C'est dans la pure foi qu'Élisabeth, le 11 janvier 1903, dimanche de l'Épiphanie[2], fera sa profession dans l'intimité de la communauté. Ses lettres ne montrent qu'une joie immense; pourtant, sa retraite préparatoire, commencée dans une joie profonde, se termine dans une incertitude crucifiante. Mère Germaine écrit: "Commencée dans la joie, cette retraite se poursuivit dans une recrudescence de tortures intimes telles que, la veille du grand jour, la pauvre novice était au comble de l'angoisse. Un entretien ménagé avec un religieux prudent et éclairé la réconforta vers le soir." Sœur Marie de la Trinité, sous-prieure, reçut un billet où transpirait l'angoisse d'Élisabeth. Elle aussi raconte : "Je me souviens encore du mot désespéré que je trouvai sur notre chaise en venant à vêpres la veille de sa profession: 'Je viens de voir Notre Mère qui m'a avoué son inquiétude de me voir prononcer mes vœux dans un pareil état d'âme. Priez pour votre petite qui est au comble de l'angoisse'."
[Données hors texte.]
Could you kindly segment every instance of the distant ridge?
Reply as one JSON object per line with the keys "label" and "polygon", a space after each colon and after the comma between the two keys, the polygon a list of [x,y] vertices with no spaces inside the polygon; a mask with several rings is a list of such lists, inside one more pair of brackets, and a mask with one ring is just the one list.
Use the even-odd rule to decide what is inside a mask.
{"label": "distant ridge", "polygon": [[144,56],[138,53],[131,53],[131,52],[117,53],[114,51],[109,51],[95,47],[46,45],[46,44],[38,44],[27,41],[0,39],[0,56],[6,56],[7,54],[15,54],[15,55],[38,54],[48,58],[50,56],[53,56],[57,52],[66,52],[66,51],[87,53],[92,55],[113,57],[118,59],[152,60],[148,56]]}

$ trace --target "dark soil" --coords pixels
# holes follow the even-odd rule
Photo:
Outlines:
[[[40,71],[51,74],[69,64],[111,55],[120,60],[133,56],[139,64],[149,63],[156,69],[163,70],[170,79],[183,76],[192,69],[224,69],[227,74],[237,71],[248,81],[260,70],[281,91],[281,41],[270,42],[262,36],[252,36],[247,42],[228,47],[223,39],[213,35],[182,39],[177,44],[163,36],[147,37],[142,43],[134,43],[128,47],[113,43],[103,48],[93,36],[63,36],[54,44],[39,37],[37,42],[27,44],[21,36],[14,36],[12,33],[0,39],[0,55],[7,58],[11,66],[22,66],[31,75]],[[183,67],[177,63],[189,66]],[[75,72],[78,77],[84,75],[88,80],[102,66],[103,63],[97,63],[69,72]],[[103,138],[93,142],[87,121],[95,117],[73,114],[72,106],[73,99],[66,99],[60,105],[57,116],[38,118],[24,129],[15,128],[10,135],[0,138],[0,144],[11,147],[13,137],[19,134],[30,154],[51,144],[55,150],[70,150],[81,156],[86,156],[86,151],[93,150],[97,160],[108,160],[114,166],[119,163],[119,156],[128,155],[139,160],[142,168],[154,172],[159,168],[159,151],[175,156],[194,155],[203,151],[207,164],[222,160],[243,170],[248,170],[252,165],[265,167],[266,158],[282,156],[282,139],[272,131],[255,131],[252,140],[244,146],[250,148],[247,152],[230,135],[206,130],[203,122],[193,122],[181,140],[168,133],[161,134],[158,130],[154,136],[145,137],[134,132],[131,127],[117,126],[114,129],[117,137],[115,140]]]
Mère Germaine commençait à être indécise. Elle fit venir le Père Vergne la veille du 11 janvier 1903. Il rencontra longuement Élisabeth qui fut très apaisée et calmée par cette ouverture au Père. Elle fera sa profession; son bonheur et sa paix revinrent, et elle put écrire au mois de juillet suivant, au chanoine Anglès: "En la nuit qui précéda le grand jour, tandis que j'étais au chœur dans l'attente de l'époux, j'ai compris que mon Ciel commençait sur la terre, le Ciel dans la foi, avec la souffrance et l'immolation pour Celui que j'aime!... Je voudrais tant l'aimer, l'aimer comme ma séraphique Mère jusqu'à en mourir...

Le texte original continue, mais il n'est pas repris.